Crypto Falls on Iran-US War Tension and Claude “Mythos” Release; CPI Risk Looms
Crypto prices slipped across majors Tuesday, with traders citing geopolitical risk and a market wait-and-see posture ahead of the CPI release. The selloff comes as a US Army Apache crash near the Strait of Hormuz drew promised US “defensive” retaliation after Trump blamed Iran; reports say the military has already struck back. In parallel, Anthropic released Claude Fable 5 (Mythos), a vulnerability-finding model, after keeping earlier versions behind stricter security controls. While crypto initially appeared to “shrug off” the headlines, overnight weakness and cautious positioning suggest traders are still sensitive to cyber-risk narratives and macro prints.
In US policy, crypto tax reform stalled in the House Ways and Means process. Seven discussion drafts were introduced, including proposals for a de minimis exemption (covering small fees up to 5,000 transactions/year under $10), changes to mining and staking double-tax treatment, extending wash-sale rules to crypto, and easing appraisal requirements for charitable donations above $5,000. However, Democrats raised concerns—especially around staking/mining exemptions—and party leadership floated delaying the package until after the midterms.
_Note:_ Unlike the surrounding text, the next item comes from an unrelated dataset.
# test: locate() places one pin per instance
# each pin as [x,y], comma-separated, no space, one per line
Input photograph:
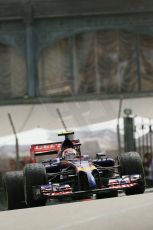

On markets, BTC was around $61.0k–$61.6k in the morning and fell roughly 2–4% in majors, with ETH and SOL also down. ETF flows showed continued pressure: Bitcoin ETFs saw about $77M net outflows and Ethereum ETFs about $41M outflows on Tuesday. Trading activity remains active elsewhere (e.g., Kalshi Perps crossed $1B volume in its first week). Overall, this is a bearish setup for risk assets until CPI clarifies direction.
Bearish
The news flow is dominated by risk-off drivers for crypto. First, the US-Iran escalation narrative (Apache crash, reported retaliatory strikes) reinforces a macro/geopolitical stress bid that has repeatedly weighed on high-beta assets during past crisis bursts, especially when liquidity and positioning are already cautious. Second, CPI is flagged as potentially “hot,” and traders typically reduce leverage ahead of inflation prints, which can amplify downside through both spot selling and derivatives hedging.
On the crypto-specific side, the House Ways and Means process for crypto tax reform hit resistance. When legislative timelines extend and key details (staking/mining treatment, wash-sale rules) remain contested, markets often interpret it as regulatory uncertainty—usually bearish for sentiment, unless and until clearer wording or momentum emerges.
Finally, ETF outflows (BTC and ETH) confirm the bearish tone. In similar episodes, sustained ETF outflows combined with macro uncertainty have tended to cap rallies and keep support levels tested in the short term. Longer term, the Morpho funding and ongoing institutional product build-out are constructive, but they likely won’t offset near-term macro/positioning pressure until CPI and geopolitical headlines stabilize.